15 Nov The Ethics of Decent Behavior in Islam (Adab al-Muasharat).Part3
Raghib al-Isfahani says,
“Taqwa is to keep one’s soul from sin; this is begun by avoiding that which is forbidden, and completed by avoiding that which is questionable. According to the hadith, ‘The permissible is clear, and the forbidden is clear, but there are questionable things in between.’”
Here we must briefly touch upon the subject of “small sins.” The aforementioned verse of Sura Najm does not mean that believers can be lax about “small sins.” Said ibn Jubayr reportedly said,
“When the following Qur’anic verse was revealed:
‘They give to the poor, orphans and slaves solely for God’s pleasure, even when they themselves are in need’ (Insan 76:8),
some Muslims thought that because they had given only a little they would not be rewarded; others thought, ‘God will reserve Hellfire for great sins,’ and they did not think that they would be punished for smaller sins, like lying, looking at forbidden things, or gossiping. For this reason, God sent down another verse,
‘And so, he who shall have done an atom’s weight of good, shall behold it; and he who shall have done an atom’s weight of evil, shall behold it’ (Zilzal 99:7–8).
Through these verses God taught Muslims that ‘A little will soon bring more,’ thus encouraging them to give without thinking that small offerings do not count; on the other hand, they were given the idea that ‘small sins soon increase and lead to greater sins,’ thus helping them to avoid all sins.”
According to Islamic teachings, a small sin can be as serious as a large one if the following errors occur:
- Persistence in small sins.
- Considering small sins lightly, attaching no importance to them.
- Making oneself feel better about small sins by comparing them to bigger ones.
- Boasting of one’s past sins in front of other people.
- The commitment of small sins by a knowledgeable person who is acting as a guide for others; these must be counted as serious sins.
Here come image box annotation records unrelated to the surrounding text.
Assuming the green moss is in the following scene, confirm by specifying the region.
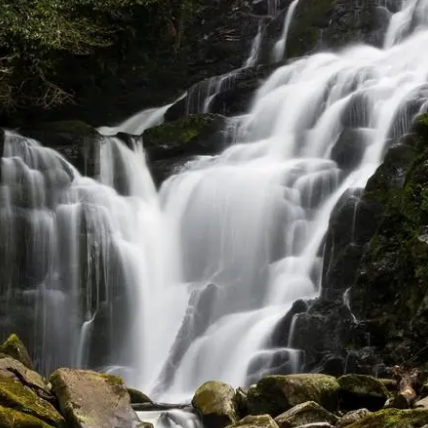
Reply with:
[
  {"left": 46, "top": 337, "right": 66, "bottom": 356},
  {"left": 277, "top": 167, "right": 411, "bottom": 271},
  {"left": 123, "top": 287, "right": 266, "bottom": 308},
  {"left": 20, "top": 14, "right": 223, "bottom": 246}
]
[
  {"left": 230, "top": 415, "right": 278, "bottom": 428},
  {"left": 192, "top": 381, "right": 238, "bottom": 427},
  {"left": 0, "top": 334, "right": 33, "bottom": 369},
  {"left": 247, "top": 374, "right": 339, "bottom": 417},
  {"left": 348, "top": 409, "right": 428, "bottom": 428},
  {"left": 0, "top": 374, "right": 64, "bottom": 427},
  {"left": 351, "top": 115, "right": 428, "bottom": 364},
  {"left": 128, "top": 388, "right": 153, "bottom": 404},
  {"left": 338, "top": 374, "right": 389, "bottom": 400},
  {"left": 0, "top": 405, "right": 52, "bottom": 428},
  {"left": 144, "top": 114, "right": 216, "bottom": 146}
]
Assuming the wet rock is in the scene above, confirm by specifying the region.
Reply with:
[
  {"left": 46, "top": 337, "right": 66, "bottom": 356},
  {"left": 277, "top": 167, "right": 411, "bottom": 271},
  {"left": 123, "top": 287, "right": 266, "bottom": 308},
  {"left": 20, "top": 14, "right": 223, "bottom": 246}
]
[
  {"left": 247, "top": 374, "right": 339, "bottom": 417},
  {"left": 228, "top": 415, "right": 278, "bottom": 428},
  {"left": 348, "top": 409, "right": 428, "bottom": 428},
  {"left": 0, "top": 405, "right": 52, "bottom": 428},
  {"left": 292, "top": 298, "right": 358, "bottom": 375},
  {"left": 143, "top": 114, "right": 225, "bottom": 184},
  {"left": 127, "top": 388, "right": 153, "bottom": 404},
  {"left": 20, "top": 120, "right": 101, "bottom": 177},
  {"left": 0, "top": 354, "right": 54, "bottom": 403},
  {"left": 50, "top": 369, "right": 140, "bottom": 428},
  {"left": 338, "top": 374, "right": 389, "bottom": 411},
  {"left": 270, "top": 300, "right": 309, "bottom": 347},
  {"left": 192, "top": 381, "right": 238, "bottom": 428},
  {"left": 235, "top": 388, "right": 248, "bottom": 418},
  {"left": 350, "top": 116, "right": 428, "bottom": 365},
  {"left": 275, "top": 401, "right": 338, "bottom": 428},
  {"left": 331, "top": 128, "right": 367, "bottom": 171},
  {"left": 0, "top": 372, "right": 64, "bottom": 428},
  {"left": 336, "top": 409, "right": 371, "bottom": 428},
  {"left": 0, "top": 333, "right": 33, "bottom": 369},
  {"left": 415, "top": 397, "right": 428, "bottom": 410}
]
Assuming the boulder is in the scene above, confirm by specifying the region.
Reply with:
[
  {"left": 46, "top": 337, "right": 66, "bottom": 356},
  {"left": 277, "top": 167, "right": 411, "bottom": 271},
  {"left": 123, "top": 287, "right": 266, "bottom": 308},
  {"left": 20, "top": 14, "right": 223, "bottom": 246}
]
[
  {"left": 228, "top": 415, "right": 278, "bottom": 428},
  {"left": 127, "top": 388, "right": 153, "bottom": 404},
  {"left": 338, "top": 374, "right": 389, "bottom": 411},
  {"left": 192, "top": 381, "right": 238, "bottom": 428},
  {"left": 342, "top": 409, "right": 428, "bottom": 428},
  {"left": 0, "top": 334, "right": 33, "bottom": 369},
  {"left": 336, "top": 409, "right": 371, "bottom": 428},
  {"left": 0, "top": 355, "right": 54, "bottom": 402},
  {"left": 143, "top": 114, "right": 225, "bottom": 184},
  {"left": 0, "top": 405, "right": 52, "bottom": 428},
  {"left": 275, "top": 401, "right": 338, "bottom": 428},
  {"left": 247, "top": 374, "right": 339, "bottom": 417},
  {"left": 50, "top": 369, "right": 140, "bottom": 428},
  {"left": 0, "top": 373, "right": 64, "bottom": 428}
]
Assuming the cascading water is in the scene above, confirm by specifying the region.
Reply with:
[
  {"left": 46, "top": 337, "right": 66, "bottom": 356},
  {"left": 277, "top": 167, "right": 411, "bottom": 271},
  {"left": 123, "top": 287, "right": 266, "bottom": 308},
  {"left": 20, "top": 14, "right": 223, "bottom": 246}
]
[
  {"left": 272, "top": 0, "right": 299, "bottom": 62},
  {"left": 0, "top": 0, "right": 428, "bottom": 412}
]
What should be kept in mind is that whatever God has forbidden should not be approached, refuge from both small and great sins should be sought in God, whatever is given as a sin in the Qur’an should be accepted as a sin, and if one commits a sin, it should not be persisted in. Indeed, Prophet Muhammad, peace and blessings be upon him, said,
“When we repent and regret a ‘great sin,’ it is no longer ‘great,’ but when we persist in a ‘small sin’ it does not remain ‘small.’”
To return to our main topic, let us examine the following hadith of the Prophet:
“A believer who has good morals may surpass one who spends nights in prayer and days in fasting.”
He also informed Abu Hurayra, in response to a question, that one may enter Heaven with fear of God and the possession of good morals.
More than once the Prophet said that a person of good morals will be rewarded with a home in the upper levels of Heaven; such a person will be the closest to the Prophets on the Day of Resurrection and he will be the most loved by them.
The sayings and personal actions of the Prophet regarding his guidelines for good adab and morals have been classified and collected into books like The Book of Adab and Bab al-Adab. In addition, Imam al-Bukhari compiled some deeds and sayings of the Prophet in his book Al-Adab al-Mufrad.